Он сунул бутылку под рубашку и побежал к дому Кравчука. Мириться. Мирились они три дня. Потеряли их все. От директора до Ольги, жены Олежкиной. Николаеву зерно надо было подобрать. Кравчуку вспахать восемнадцать гектаров. Валя Савостьянов зерна за три дня не перевез тонн двадцать. Хорошо – дождей не было. Но за следующие после примирения и братания три дня все враз всё наверстали. Вспахали, зерно подобрали и перевезли в крытый склад без дверей. Туда и дождь заносило ветерком, и снег. Мокло зерно. И пока не загнило, его быстренько свозили на городской элеватор заждавшиеся свежего зерна шофера грузовиков.
Ну, да ладно с этим. Главное – Ольга пельмени заморозила в холодильнике. Не пропали. В общем – все обошлось и как в кино – хорошо закончилось.
У хороших-то людей оно всегда так.
И вот когда отпахали положенное, отночевали на холодке по три ночи, употребляя при этом хлеба с салом много и почти без удобрения приятных продуктов самогоном, тогда прямо к месту и вовремя обветрило их октябрьское сырое дыхание.
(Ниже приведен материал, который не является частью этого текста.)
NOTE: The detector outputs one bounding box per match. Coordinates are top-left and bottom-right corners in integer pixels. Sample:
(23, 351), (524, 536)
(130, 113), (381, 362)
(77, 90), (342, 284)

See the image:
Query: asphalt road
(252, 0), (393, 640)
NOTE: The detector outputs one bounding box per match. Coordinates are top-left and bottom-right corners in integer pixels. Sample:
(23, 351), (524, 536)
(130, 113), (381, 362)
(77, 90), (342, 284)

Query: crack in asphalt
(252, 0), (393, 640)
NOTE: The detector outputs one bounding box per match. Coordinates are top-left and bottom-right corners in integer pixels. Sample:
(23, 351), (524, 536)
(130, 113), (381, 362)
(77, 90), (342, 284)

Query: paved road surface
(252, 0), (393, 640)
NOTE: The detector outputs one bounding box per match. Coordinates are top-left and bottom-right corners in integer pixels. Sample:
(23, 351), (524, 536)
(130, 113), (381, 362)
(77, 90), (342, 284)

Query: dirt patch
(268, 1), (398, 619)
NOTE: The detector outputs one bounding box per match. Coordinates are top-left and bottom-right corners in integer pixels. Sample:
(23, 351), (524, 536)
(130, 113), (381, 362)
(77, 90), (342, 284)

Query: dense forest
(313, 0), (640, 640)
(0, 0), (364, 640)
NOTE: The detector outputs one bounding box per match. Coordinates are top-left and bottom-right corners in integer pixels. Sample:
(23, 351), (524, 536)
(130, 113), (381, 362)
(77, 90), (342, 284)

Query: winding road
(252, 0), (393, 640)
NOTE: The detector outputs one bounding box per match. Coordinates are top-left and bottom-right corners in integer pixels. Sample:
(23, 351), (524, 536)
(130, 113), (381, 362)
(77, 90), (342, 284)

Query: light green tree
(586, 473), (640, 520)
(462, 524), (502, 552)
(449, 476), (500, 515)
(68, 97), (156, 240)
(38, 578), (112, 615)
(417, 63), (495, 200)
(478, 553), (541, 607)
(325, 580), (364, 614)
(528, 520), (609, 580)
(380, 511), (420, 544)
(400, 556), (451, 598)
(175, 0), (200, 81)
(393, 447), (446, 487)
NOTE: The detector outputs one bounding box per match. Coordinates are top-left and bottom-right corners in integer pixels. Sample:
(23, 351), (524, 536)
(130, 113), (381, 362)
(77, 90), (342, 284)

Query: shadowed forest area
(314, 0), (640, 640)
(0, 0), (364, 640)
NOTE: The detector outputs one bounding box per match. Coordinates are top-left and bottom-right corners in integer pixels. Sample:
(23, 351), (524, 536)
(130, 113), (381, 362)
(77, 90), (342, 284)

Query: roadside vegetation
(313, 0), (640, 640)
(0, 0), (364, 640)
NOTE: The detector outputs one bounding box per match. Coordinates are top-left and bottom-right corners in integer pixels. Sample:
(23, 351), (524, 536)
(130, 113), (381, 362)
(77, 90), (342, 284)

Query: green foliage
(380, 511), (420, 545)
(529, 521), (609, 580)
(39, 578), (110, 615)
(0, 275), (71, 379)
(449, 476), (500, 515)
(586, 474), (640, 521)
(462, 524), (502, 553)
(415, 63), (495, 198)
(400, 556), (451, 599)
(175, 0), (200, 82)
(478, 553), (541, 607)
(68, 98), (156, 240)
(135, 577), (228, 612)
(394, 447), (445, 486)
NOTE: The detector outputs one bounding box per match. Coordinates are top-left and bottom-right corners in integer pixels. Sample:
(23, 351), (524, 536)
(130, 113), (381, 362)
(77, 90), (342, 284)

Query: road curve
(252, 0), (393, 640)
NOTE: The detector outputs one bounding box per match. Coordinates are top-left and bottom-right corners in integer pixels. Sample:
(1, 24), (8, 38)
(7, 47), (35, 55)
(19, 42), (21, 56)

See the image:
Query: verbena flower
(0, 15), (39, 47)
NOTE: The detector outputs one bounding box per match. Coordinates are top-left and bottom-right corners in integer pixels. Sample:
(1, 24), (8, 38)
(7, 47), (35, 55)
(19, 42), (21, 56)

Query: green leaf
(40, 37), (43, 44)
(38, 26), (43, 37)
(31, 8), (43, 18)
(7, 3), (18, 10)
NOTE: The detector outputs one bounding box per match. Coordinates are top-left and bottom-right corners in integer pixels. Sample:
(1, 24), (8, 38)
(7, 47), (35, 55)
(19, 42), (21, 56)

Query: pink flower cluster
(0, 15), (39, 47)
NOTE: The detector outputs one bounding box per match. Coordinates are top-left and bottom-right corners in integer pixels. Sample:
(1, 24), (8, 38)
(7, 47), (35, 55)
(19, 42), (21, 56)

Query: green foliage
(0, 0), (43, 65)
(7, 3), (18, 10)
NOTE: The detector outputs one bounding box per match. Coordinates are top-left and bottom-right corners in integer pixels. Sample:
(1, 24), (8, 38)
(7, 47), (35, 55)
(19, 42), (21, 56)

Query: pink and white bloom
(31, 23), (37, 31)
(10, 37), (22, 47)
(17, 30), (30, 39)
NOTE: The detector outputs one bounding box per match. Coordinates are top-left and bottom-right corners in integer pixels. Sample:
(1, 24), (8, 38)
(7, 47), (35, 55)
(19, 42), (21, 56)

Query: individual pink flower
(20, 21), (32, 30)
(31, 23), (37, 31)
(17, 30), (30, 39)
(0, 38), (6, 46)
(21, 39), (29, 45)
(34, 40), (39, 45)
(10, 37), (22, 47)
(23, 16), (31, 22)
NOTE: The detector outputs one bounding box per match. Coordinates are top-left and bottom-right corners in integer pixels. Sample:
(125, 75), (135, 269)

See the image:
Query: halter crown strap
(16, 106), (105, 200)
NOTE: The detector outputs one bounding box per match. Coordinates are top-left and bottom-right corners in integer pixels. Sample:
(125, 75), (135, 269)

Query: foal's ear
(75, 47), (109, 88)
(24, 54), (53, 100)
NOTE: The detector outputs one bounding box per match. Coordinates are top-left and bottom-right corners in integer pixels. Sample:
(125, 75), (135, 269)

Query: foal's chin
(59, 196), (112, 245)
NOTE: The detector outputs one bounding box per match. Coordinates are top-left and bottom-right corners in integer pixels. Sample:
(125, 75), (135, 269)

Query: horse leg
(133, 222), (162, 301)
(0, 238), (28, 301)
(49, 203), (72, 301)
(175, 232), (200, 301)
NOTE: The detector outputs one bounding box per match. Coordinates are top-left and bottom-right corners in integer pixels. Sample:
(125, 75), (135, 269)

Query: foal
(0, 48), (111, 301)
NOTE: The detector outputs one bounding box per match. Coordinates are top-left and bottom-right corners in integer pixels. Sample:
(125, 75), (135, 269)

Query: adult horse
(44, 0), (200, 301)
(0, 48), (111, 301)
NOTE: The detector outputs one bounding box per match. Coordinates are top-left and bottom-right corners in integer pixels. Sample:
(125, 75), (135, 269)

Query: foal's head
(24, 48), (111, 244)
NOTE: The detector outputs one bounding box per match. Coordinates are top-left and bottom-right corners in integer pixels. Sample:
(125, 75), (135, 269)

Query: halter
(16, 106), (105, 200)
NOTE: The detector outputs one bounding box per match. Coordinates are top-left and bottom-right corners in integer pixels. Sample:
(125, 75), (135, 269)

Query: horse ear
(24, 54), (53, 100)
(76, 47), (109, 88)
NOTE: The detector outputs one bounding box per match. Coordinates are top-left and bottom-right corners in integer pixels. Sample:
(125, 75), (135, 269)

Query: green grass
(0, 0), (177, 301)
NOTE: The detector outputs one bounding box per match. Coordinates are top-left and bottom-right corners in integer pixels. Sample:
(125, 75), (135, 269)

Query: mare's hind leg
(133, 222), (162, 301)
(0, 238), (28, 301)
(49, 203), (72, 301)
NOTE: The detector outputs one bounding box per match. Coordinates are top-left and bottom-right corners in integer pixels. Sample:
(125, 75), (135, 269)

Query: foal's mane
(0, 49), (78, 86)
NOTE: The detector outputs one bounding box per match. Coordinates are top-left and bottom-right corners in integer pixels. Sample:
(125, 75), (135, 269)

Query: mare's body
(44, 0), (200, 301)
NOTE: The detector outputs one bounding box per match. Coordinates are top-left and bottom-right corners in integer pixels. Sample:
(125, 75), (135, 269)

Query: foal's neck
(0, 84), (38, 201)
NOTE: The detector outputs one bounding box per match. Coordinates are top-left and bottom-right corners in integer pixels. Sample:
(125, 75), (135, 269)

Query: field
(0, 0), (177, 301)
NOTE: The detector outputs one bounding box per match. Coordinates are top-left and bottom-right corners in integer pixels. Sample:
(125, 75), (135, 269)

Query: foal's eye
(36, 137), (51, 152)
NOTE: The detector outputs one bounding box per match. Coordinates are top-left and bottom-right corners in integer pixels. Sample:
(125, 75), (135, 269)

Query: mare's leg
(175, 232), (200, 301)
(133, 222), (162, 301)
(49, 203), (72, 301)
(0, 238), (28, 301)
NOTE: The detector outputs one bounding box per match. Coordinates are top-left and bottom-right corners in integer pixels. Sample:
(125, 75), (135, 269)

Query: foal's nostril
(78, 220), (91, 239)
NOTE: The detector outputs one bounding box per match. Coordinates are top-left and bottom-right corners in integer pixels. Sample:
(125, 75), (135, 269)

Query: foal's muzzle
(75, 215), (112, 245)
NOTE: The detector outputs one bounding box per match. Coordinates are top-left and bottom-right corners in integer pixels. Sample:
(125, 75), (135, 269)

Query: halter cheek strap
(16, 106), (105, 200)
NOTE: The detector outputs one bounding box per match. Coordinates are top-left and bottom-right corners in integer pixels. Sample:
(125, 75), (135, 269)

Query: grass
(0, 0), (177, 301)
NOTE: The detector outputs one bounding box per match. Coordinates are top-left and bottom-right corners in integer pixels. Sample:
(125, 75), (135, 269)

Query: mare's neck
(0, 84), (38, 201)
Было оно послано капризной осенью из глубин степи, от чего стало в головах Валентина Савостьянова, Олежки Николаева да Кравчука Толяна так ясно и так понятно всё, как на задней обложке тетрадки по арифметике, где дважды два – четыре, а трижды три – девять и никак по-другому. А с Кравчуком самовольно прикрепился пахать пассажиром в тракторе и изредка плуги подравнивать раздолбай Игорёк Артемьев, чудом вернувшийся в кузове, полном скачущих запчастей из совхоза «Альбатрос». Так даже он просветлел в святой степной обители и стал слегка напоминать трудящегося. И вот когда встретились они все после совершения трудового подвига своего на МТС, то разговор меж ними пошел
умный и рассудительный.
– Короче, я башли свои взял с земли. Кину на сберкнижку. – первым затравил беседу Кравчук Анатолий.– Совхоз родной вообще пусть хоть в ад провалится. А он провалится. Потому как три нормы на пашне рубанул один я. Остальные и норму не дали. А кто и половины не осилил. Так и то я три дня квасил с вами, да пару деньков с ночами на Нинку, вон она ходит, грохнул. То есть, я кто? Передовик! А этого никто в дирекции в упор не видит. Потому, что я пашу на себя и за Родину не переживаю. Без меня не развалится. Набиваю себе карманы и вся любовь и к целине, и к Родине с денежкой вместе в карманы входит. И в гробу я видел директора нашего вместе с его привычкой писать в обком, как много мы зерна сдаём сверх плана. Потому как спит он и мечтает во сне слинять побыстрее в этот обком кустанайский, откуда и приехал. Но уже в большой кабинет с двумя диванами и пятью телефонами. Вот я поэтому жлобом тут числюсь и хорошо относится ко мне только мой кобель Бурый.
– Ну, – нетерпеливо подтолкнул его в локоть Валентин Савостьянов. – К чему гнёшь? Мы против тебя не имеем ничего. Нормальный мужик. Злой – да. Жадный – есть такое. А кто тут добрый у нас? И что жадный – твоё дело. Тебе жить. Нам своего хватает.
– Мужик ты нормальный, – подумав, сказал Олежка Николаев. – Ты вот возьми, да задружи с нами всеми. Не бычься, да не живи бирюком. Мы вон, глянь, дружно ведь всей братвой живём. И маемся вместе на солонцах да суглинках, и отдыхаем гурьбой. Так легче с тоски не подохнуть. Ничего ж нет кругом. Ни кино тебе тут, в библиотеке десять книжек от силы, спортплощадку директор снёс, сам знаешь. Новый дом там поставил для экономистов своих Костомаровых. Школа хреновая, в больнице один врач на все болячки. Нам тут всем по тридцать четыре-тридцать шесть лет в основном. Тут и клуб не помешал бы с танцами и заезжими артистами. Нету ж ничего. Только самим остаётся в кучу сбиться и держаться вместе. Навкалываешься этим трудом мартышкиным, а потом отдыхаешь с друзьями. Психологическое оздоровление идёт.